El primer pico

Tarde o temprano tenía que pasar, y ha pasado. Mi hija sale con un compañero de clase. Y todavía hay gente ruin que se queja por la crisis… ¿Y qué, si estás en paro, el banco se ha quedado con el piso, tu pareja te ha dejado y mientras mendigabas en cualquier esquina un conductor borracho te ha incrustado en un buzón entre la “Co” y el “Os” de “Correos” y tienen que amputarte unas pocas extremidades? ¡Qué sabrás tú lo que es sufrir, maldito egoísta! ¡Mi hija tiene novio! ¡¡¡¡Con sólo doce años!!!

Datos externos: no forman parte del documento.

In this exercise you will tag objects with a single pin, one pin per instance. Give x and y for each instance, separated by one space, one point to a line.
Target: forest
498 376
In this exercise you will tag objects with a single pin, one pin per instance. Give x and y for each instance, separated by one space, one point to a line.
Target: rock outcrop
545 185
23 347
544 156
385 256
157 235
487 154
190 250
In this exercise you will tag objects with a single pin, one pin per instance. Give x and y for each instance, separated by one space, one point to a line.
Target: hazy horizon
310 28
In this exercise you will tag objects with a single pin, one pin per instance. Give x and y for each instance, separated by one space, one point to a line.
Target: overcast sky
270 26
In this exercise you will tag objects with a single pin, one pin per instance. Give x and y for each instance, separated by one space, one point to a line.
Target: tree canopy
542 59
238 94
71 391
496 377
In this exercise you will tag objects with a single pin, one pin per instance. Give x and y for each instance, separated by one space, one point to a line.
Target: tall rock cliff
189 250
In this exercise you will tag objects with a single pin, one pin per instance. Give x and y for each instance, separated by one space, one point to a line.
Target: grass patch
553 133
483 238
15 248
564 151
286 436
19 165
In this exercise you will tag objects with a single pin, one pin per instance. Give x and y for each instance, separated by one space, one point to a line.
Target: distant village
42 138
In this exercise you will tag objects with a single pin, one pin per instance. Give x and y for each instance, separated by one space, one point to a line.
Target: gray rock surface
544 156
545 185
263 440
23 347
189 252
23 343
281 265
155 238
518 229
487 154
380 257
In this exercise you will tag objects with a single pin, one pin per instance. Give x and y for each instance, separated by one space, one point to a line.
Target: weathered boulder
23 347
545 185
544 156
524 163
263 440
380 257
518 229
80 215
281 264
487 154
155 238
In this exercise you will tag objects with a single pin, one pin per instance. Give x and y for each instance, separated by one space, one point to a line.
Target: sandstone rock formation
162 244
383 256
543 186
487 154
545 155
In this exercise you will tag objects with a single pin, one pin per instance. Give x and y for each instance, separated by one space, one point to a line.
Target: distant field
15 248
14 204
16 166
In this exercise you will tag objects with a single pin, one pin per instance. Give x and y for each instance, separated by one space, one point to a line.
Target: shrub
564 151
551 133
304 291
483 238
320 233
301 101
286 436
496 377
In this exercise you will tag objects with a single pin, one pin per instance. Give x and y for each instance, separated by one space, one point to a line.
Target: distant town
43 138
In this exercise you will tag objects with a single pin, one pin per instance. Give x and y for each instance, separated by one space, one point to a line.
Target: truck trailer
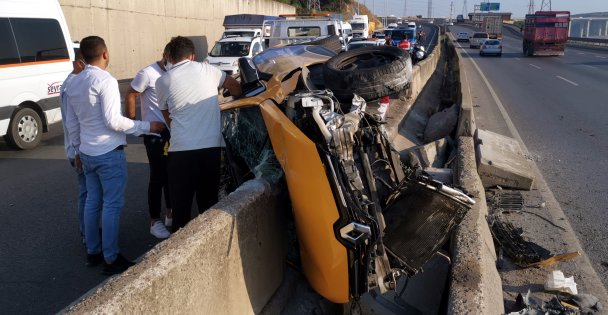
545 33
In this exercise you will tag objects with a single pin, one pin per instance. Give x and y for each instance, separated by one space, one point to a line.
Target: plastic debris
556 281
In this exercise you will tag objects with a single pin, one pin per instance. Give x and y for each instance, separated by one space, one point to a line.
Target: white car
462 37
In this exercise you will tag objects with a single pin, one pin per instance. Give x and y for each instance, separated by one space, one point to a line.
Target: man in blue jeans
97 132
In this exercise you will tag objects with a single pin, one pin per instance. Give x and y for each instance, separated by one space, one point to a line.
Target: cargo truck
492 25
545 33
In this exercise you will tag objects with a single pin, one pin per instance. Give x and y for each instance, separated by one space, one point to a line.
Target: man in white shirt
188 98
143 85
97 131
77 65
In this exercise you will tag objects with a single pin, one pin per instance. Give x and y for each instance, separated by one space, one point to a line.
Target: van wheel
25 129
370 72
330 42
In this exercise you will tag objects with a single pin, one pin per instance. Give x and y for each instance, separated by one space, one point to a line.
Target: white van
35 57
226 52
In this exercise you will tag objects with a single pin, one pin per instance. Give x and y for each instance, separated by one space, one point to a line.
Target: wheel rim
27 129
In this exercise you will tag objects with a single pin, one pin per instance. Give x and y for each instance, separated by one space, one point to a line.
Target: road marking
573 83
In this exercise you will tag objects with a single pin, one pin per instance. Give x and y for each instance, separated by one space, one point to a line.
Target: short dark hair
92 48
180 47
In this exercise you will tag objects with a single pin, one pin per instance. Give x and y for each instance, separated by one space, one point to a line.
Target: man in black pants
188 98
143 85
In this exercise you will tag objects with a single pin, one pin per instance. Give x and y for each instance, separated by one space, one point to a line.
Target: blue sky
441 8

“Respira hondo, son cosas de niños”, me dice mi mujer, como queriendo restarle gravedad al asunto. Ya, ya, pero el maromo existe, no es ningún ligue de “Los Sims 3/ Al caer la Noche”.  Alba me llamó ayer, con el corazón latiéndole por la garganta, para contarme la exclusiva antes que al Hola. Luego, cuando pude abrazarla y darle mi felicitación, me mostró su foto. Tiene pinta de buen tío. Es rubio, se llama Jordi y, como todos los varones a esa edad, parece bastante más crío. Más crío que las niñas de su quinta, en general, y mucho más que Alba en particular, que calza un 39 y ronda el metro setenta. Pero bueno, cosas peores se han visto (aunque lo del Fary y Ava Gardner, al parecer, sea leyenda urbana).

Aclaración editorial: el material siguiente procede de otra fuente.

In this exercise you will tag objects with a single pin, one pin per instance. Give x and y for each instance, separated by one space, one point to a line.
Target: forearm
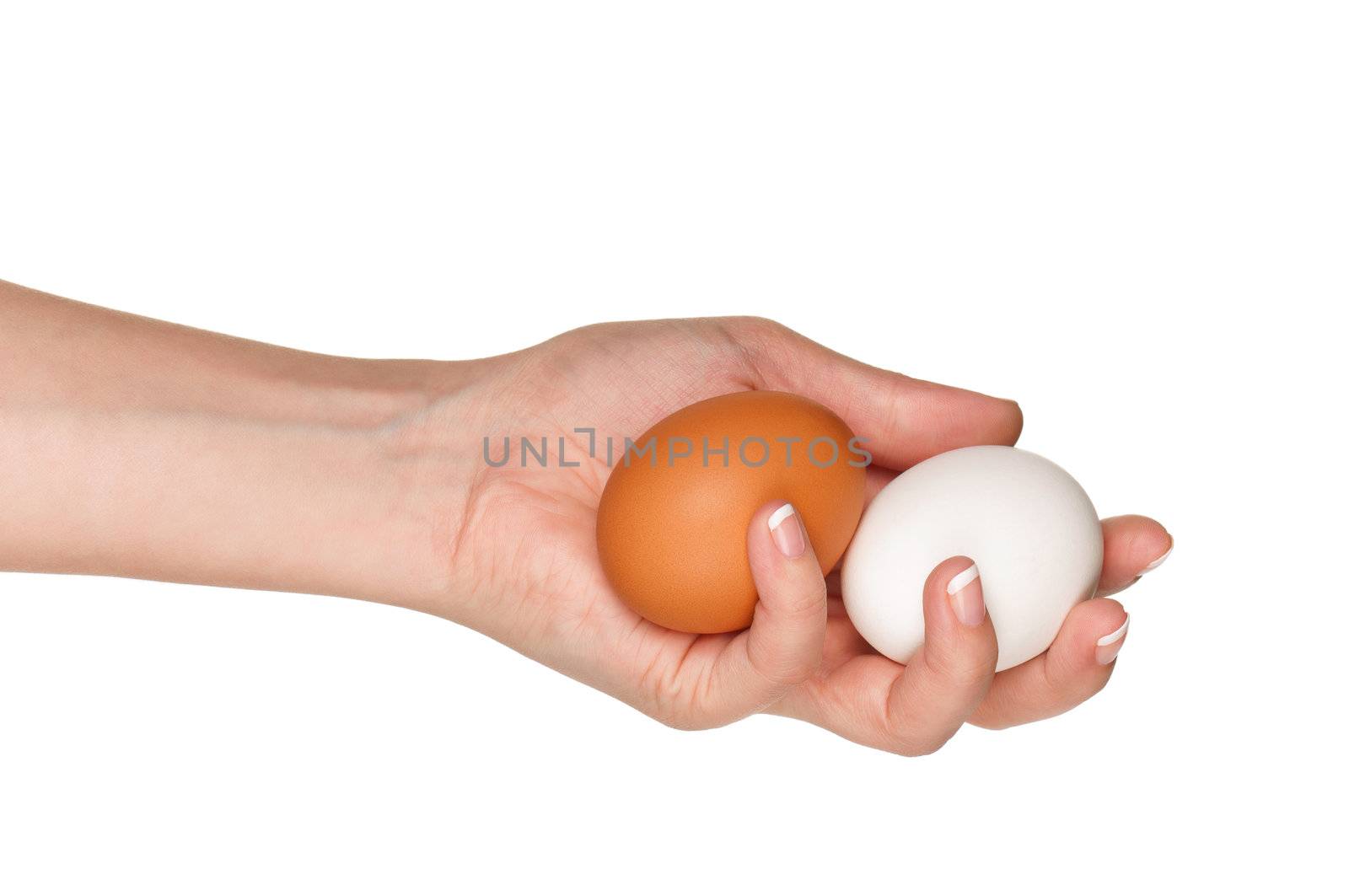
138 448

Sin ahondar en los detalles, el estado actual de la relación es que el viernes se dijeron el uno al otro que se querían, pero había tantos espías de sexto observándolos que les dio corte darse el primer piquito. Han quedado en hacerlo otro día a escondidas. No diré cuándo ni dónde para preservar su intimidad.

Por un lado tengo que decir que me alegro por mi niña, porque la veo muy feliz y porque sé que lee este blog. Pero al mismo tiempo (para qué engañarnos), jode. Y jode porque comprendo que ha empezado la cuenta atrás, noto lo poco que falta para perder “esos” momentos. Como cuando Alba (todavía) se monta descalza sobre mis zapatillas  para bailar juntos la canción (nuestra canción) que voy  tarareando en un susurro. Seguro que todos los padres tenemos escenas así.

En fin.

Cuando llegue, disfruta ese primer pico, cariño. Dicen que se recuerda siempre.

Y por mi parte, habrá que ir acostumbrándose a sentir los pies ligeros.